Sub-second searching of millions of DNA barcodes using a vector database

How to cite: Page, R. (2023). Sub-second searching of millions of DNA barcodes using a vector database. https://doi.org/10.59350/qkn8x-mgz20

Recently I’ve been messing about with DNA barcodes. I’m junior author with David Schindel on forthcoming book chapter Creating Virtuous Cycles for DNA Barcoding: A Case Study in Science Innovation, Entrepreneurship, and Diplomacy, and I’ve blogged about Adventures in machine learning: iNaturalist, DNA barcodes, and Lepidoptera. One thing I’ve always wanted is a simple way to explore DNA barcodes both geographically and phylogenetically. I’ve made various toys (e.g., Notes on next steps for the million DNA barcodes map and DNA barcode browser) but one big challenge has been search.
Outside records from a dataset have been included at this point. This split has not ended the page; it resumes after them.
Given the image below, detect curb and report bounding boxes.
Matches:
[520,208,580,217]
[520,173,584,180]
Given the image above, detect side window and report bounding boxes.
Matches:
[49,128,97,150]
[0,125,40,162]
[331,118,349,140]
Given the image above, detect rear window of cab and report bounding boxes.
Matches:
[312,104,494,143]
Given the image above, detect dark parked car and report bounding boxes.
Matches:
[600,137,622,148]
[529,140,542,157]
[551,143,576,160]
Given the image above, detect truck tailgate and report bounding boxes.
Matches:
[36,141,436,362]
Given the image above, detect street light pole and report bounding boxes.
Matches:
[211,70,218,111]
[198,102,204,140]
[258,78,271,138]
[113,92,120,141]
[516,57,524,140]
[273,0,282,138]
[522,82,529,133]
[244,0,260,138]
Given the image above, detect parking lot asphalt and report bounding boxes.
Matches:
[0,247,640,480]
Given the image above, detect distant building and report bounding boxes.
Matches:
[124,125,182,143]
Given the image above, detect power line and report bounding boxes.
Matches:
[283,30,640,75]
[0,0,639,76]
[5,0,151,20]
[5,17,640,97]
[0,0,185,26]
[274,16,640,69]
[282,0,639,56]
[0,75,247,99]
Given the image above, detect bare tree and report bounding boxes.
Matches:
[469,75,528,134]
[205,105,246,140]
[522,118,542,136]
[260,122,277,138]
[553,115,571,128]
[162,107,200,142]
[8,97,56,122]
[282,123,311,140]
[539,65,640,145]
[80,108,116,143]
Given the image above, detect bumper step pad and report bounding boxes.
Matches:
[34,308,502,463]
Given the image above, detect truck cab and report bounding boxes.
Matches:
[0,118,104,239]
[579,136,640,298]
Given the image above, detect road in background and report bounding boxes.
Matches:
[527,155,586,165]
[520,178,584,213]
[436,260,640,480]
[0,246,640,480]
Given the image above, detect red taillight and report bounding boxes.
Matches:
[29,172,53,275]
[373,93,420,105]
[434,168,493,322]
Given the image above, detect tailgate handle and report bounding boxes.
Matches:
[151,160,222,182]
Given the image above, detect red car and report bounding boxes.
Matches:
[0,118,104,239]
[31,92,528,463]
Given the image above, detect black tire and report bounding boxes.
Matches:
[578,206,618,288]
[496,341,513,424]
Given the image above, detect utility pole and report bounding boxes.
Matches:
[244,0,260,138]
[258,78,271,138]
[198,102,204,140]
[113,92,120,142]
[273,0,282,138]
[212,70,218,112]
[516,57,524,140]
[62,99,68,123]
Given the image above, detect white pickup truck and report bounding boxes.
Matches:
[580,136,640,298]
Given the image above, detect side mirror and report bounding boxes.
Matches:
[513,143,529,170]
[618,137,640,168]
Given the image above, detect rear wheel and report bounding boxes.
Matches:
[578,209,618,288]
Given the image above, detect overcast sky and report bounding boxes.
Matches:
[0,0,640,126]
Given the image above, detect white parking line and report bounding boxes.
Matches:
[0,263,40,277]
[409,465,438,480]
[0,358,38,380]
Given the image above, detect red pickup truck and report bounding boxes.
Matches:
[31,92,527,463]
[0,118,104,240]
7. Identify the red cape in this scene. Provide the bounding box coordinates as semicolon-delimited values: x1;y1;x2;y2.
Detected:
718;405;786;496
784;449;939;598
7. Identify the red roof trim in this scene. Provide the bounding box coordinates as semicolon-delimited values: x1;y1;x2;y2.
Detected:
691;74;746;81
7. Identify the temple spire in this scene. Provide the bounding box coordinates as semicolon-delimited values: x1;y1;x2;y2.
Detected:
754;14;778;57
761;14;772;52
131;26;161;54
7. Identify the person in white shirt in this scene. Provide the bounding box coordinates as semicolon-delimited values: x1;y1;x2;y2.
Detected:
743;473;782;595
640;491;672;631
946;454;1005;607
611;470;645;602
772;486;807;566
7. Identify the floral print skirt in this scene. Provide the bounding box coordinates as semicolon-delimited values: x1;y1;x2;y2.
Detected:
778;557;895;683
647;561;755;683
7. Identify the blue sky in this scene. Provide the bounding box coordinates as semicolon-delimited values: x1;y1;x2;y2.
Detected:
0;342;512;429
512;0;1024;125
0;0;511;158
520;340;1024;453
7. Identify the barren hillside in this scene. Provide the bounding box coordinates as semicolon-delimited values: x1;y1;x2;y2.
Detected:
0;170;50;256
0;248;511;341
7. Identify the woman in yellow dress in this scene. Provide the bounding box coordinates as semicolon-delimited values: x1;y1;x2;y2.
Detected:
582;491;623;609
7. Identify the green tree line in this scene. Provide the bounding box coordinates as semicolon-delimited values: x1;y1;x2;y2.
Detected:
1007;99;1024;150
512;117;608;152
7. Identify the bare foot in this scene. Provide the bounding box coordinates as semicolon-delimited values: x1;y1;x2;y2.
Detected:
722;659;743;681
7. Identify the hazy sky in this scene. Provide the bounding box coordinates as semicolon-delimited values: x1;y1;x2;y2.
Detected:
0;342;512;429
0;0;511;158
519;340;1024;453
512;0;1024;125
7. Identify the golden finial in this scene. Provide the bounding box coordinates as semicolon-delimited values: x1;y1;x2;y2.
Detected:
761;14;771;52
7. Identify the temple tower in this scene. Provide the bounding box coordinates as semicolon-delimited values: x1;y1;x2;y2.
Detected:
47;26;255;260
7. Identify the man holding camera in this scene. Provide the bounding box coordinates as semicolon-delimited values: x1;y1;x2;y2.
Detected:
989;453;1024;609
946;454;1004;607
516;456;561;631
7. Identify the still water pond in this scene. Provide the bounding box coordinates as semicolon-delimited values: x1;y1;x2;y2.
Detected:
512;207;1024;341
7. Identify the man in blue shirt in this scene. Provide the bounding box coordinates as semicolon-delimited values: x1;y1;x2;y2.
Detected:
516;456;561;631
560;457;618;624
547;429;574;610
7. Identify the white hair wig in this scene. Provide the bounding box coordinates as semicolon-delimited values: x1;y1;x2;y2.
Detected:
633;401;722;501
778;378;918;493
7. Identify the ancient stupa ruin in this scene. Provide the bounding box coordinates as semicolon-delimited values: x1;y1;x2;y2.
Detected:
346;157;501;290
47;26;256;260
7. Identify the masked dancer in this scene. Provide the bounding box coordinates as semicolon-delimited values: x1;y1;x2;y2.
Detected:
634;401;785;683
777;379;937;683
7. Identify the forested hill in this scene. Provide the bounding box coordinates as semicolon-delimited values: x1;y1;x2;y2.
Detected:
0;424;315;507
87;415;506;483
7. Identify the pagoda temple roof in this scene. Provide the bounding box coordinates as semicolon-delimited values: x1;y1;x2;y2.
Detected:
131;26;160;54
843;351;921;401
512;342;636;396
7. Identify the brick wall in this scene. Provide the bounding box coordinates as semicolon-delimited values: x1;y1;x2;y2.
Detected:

The goal is to be able to do is take a DNA sequence and search the DNA barcode database for barcodes that are similar to that sequence, then build a phylogenetic tree for the results. And I want this to be fast. The approach I used in my :“DNA barcode browser” was to use Elasticsearch and index the DNA sequences as n-grams (=k-mers). This worked well for small numbers of sequences, but when I tried this for millions of sequences things got very slow, typically it took around eight seconds for a search to complete. This is about the same as BLAST on my laptop for the same dataset. These sort of search times are simply too slow, hence I put this work on the back burner. That is, until I started exploring vector databvases.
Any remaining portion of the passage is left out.